Pas si facile, donc, de battre ce pavé où tant d'autres ont marché. Pas si facile de poser un regard nouveau sur une ville dont la force d’attraction a engendré à toutes les époques, des centaines de pages et autant de regards croisés. Sans doute fallait-il le talent et l’originalité de Tiziano Scarpa pour y parvenir. Certes, Venise est sa ville natale, ce qui change un peu la donne. Car si, comme le Tanger de Bowles, Venise est avant tout, en tant qu’objet littéraire, la ville de ceux qui y sont venus, elle est d’abord pour Tiziano Scarpa, ville de l’enfance, des racines. Il y est né en 1963 et y vit encore aujourd’hui. Il sait néanmoins qu’il avance en terrain conquis. Critique, dramaturge, écrivain (malheureusement encore très peu traduit en France), il n’ignore rien de la somme littéraire qui s’attache à Venise. Il réussit pourtant, dans Venise est un poisson, un essai court et ciselé qui navigue entre souvenir, chronique et guide de voyage décalé, à se saisir de sa ville pour lui faire rendre un jus que nous n’avions pas encore goûté.

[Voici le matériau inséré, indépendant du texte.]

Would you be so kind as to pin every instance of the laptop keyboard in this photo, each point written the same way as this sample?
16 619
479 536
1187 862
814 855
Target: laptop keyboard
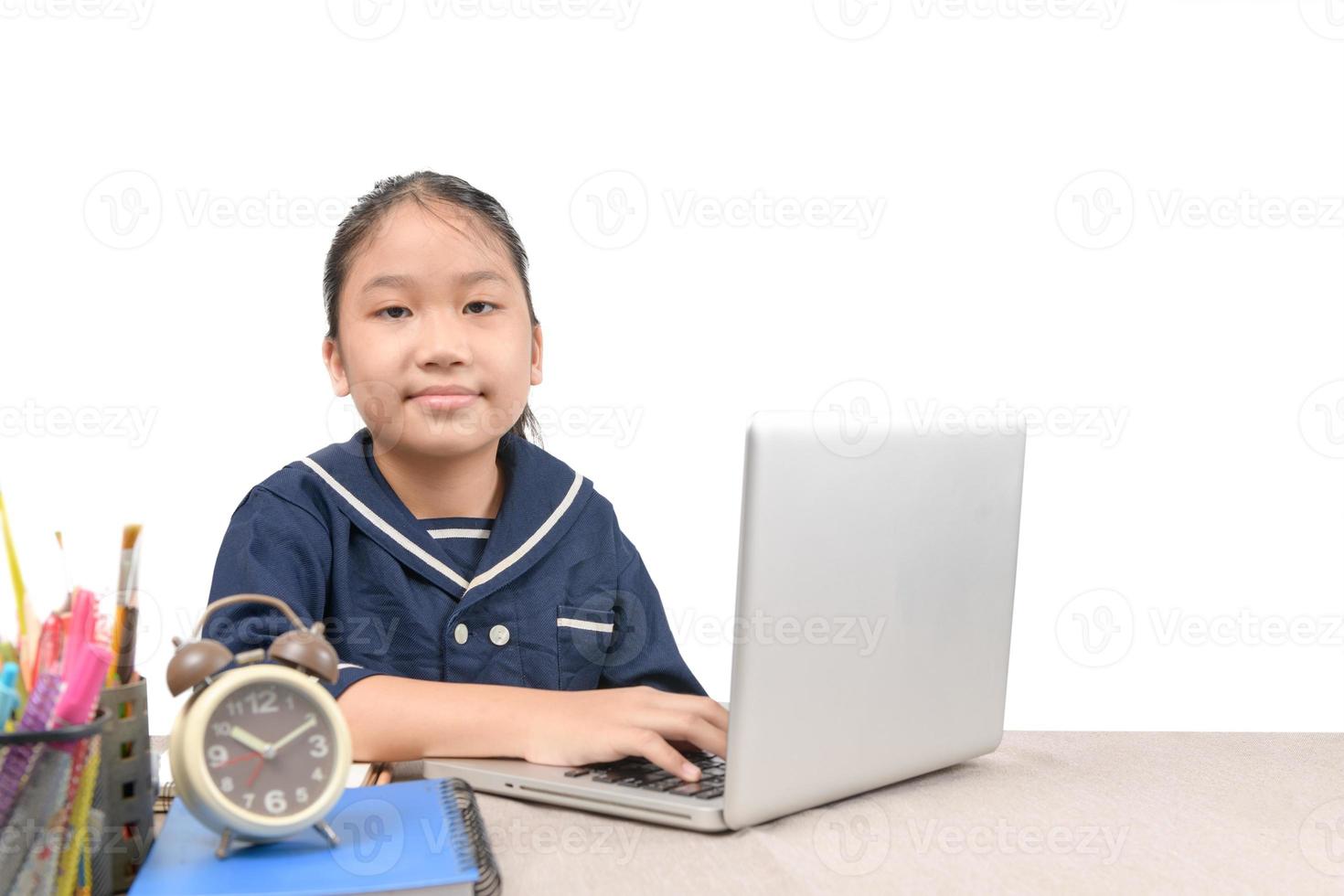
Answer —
636 772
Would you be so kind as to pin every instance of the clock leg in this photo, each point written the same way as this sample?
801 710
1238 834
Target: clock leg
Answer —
325 830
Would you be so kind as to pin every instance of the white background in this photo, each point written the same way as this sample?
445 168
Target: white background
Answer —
995 266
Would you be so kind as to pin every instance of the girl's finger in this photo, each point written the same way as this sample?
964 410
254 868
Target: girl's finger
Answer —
703 707
644 741
691 729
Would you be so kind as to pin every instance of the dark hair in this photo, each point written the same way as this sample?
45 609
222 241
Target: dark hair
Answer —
422 187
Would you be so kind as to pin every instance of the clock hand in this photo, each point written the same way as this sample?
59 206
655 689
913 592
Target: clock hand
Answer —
293 733
249 739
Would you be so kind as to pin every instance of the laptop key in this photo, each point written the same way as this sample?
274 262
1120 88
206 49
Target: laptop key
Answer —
687 790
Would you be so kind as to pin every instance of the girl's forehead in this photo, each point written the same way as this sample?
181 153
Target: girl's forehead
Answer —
421 240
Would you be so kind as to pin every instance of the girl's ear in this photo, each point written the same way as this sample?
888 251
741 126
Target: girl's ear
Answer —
537 355
335 368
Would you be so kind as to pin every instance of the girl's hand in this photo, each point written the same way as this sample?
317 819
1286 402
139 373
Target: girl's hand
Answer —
578 727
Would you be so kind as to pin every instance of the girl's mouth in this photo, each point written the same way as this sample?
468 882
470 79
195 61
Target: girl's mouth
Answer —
443 402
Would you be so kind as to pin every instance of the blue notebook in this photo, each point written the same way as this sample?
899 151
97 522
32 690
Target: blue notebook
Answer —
408 836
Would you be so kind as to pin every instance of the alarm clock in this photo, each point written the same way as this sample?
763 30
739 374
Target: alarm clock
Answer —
258 752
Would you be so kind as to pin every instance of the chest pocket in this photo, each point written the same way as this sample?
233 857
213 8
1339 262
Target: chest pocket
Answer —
582 638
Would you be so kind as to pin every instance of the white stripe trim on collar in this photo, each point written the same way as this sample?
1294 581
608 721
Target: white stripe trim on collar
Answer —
459 534
386 527
563 623
537 536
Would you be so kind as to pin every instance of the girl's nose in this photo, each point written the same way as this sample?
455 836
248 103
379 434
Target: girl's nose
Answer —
443 340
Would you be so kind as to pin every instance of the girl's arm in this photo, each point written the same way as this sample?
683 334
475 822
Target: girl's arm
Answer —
395 719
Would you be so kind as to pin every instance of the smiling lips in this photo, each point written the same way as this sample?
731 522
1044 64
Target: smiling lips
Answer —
445 398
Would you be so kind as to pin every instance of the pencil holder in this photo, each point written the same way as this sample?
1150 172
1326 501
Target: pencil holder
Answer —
128 786
23 864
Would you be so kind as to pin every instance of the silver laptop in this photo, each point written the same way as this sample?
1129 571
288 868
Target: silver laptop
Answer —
875 587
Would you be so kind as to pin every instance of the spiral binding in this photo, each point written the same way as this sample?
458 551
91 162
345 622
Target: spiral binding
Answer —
471 841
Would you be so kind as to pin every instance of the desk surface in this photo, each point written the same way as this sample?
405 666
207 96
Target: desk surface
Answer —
1070 812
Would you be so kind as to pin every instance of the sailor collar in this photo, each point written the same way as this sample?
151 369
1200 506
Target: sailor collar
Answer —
542 498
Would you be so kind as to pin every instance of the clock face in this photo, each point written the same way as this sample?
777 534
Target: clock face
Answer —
271 750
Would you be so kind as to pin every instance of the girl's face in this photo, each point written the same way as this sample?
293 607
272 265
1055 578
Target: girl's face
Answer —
432 301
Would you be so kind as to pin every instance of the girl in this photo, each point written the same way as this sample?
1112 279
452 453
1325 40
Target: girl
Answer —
480 592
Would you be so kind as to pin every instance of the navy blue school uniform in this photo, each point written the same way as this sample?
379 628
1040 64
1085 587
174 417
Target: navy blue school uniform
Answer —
549 594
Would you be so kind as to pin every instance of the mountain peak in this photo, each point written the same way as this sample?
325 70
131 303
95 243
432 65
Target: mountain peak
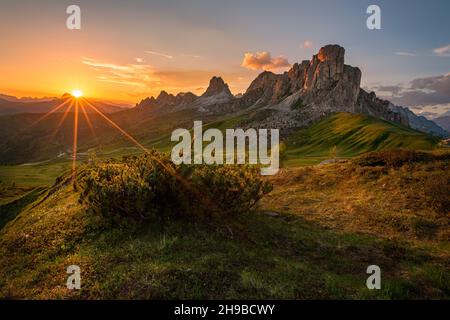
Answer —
217 86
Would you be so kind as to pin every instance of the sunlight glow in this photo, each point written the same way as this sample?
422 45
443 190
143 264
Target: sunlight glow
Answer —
77 93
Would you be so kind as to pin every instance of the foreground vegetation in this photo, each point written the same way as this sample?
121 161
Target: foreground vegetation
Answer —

Loin du dictionnaire amoureux, Scarpa choisit une entrée qui pourrait rappeler celle du blason ou à l'inverse, de l'autopsie... Le livre est d’abord divisé en parties qui déclinent celles du corps : les pieds, les jambes, le cœur, les mains, le visage, les oreilles, le nez, la bouche, les yeux... Mais que l’on ne s’y trompe pas, c’est du corps du voyageur dont il est question :
« Je vais te décrire ce qui arrive à ton corps à Venise, en commençant par les pieds ».
Plutôt que dans une élégie urbaine on semble entrer dans un traité de physiologie du voyage vénitien.
Les pages liminaires nous auront prévenu, c’est dans une sorte de « forêt renversée » que l’on va s’aventurer. Une forêt qui ferait songer à « l’invention d’un médiocre auteur de science-fiction ». Toutes les fondations solides qui ont permis à la ville de sortir la tête de l’eau ont été plantées dans la vase, scellant par là un destin dont on devine l’issue dans le temps.
Aux pieds de ce voyageur, tutoyé d’entrée de jeu, on commande d’abord de s’égarer, d’oublier les itinéraires convenus, les lieux et les sites incontournables, car « se perdre est le seul endroit où il vaille vraiment la peine d’aller ». Labyrinthique, Venise l’est, mais les risques sont mineurs : « Il n’y a pas de minotaure dans ce labyrinthe, pas de monstre tapi qui attende de dévorer ses victimes. »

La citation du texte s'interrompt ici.